Pakistan’s Balochistan Hit By Deadly Attack
Rebel separatists kill at least 14 people after setting up fake checkpoint in southwest province, officials say.
At least 14 people, including three security forces personnel, have been killed by rebel separatists after their vehicles were stopped at a fake checkpoint in Pakistan’s volatile southwest, officials say.
The gunmen, dressed in the uniform of Pakistani security forces, carried out Tuesday’s attack in the Mach area of Balochistan province.
Separatists kidnapped 23 labourers and security forces personnel after blocking the road, with 14 of them being killed in the attack.
Mach is in the Bolan district of Balochistan, about 70km from Quetta, the provincial capital.
“Miscreants blocked the road in two places. First they took away five FC [paramilitary] men from an FC patrol vehicle, tied them up and snatched their walkie-talkies and weapons,” provincial home secretary Akbar Hussain Durrani told the AFP news agency.

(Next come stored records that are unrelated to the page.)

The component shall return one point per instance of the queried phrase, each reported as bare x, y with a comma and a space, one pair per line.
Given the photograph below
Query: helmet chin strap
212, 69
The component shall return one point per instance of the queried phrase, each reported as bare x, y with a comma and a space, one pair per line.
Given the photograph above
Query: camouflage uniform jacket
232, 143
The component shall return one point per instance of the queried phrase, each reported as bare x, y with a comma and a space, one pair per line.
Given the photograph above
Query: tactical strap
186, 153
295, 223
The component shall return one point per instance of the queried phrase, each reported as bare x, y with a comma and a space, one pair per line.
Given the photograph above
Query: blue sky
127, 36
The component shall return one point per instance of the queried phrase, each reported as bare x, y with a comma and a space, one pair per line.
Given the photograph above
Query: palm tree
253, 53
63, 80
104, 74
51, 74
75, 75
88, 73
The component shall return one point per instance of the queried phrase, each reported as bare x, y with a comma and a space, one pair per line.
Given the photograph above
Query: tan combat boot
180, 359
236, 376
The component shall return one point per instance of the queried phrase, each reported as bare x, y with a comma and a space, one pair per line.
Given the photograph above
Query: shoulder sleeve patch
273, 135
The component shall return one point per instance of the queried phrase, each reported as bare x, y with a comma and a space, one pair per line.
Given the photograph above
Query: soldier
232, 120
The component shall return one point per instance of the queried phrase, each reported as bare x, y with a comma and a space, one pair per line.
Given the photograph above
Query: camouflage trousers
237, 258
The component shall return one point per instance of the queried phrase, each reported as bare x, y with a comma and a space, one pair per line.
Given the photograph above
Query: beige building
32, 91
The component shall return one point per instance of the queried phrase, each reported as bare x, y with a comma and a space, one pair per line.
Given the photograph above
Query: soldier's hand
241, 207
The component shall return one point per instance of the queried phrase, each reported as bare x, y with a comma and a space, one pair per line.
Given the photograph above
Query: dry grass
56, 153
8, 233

The rebels then stopped four buses and took away the 23 people. Nine of them, including six security forces personnel, were then released, Durrani told Al Jazeera.
When security forces personnel confronted the attackers, the rebels fired off a rocket that killed one security officer, Durrani said.
“Then they lined them up in the mountains and killed 13 [of the people kidnapped],” added Durrani. Local official, Kashif Nabi, confirmed the incident and said the bodies had been recovered.
“We are making arrangements to bring them to Quetta,” he said.
Rebel groups in Balochistan say that the Pakistani state deprives those of Baloch origin of their rights, and have been fighting for independence from Pakistan for decades.
In response, the Pakistani military has carried out a brutal crackdown on such groups.
Durrani told Al Jazeera that authorities would be launching a “special operation” in response to Tuesday’s raid.
Violence in Balochistan has been particularly intense since the killing of Akbar Bugti, a Baloch separatist leader who was previously part of the government in 2006.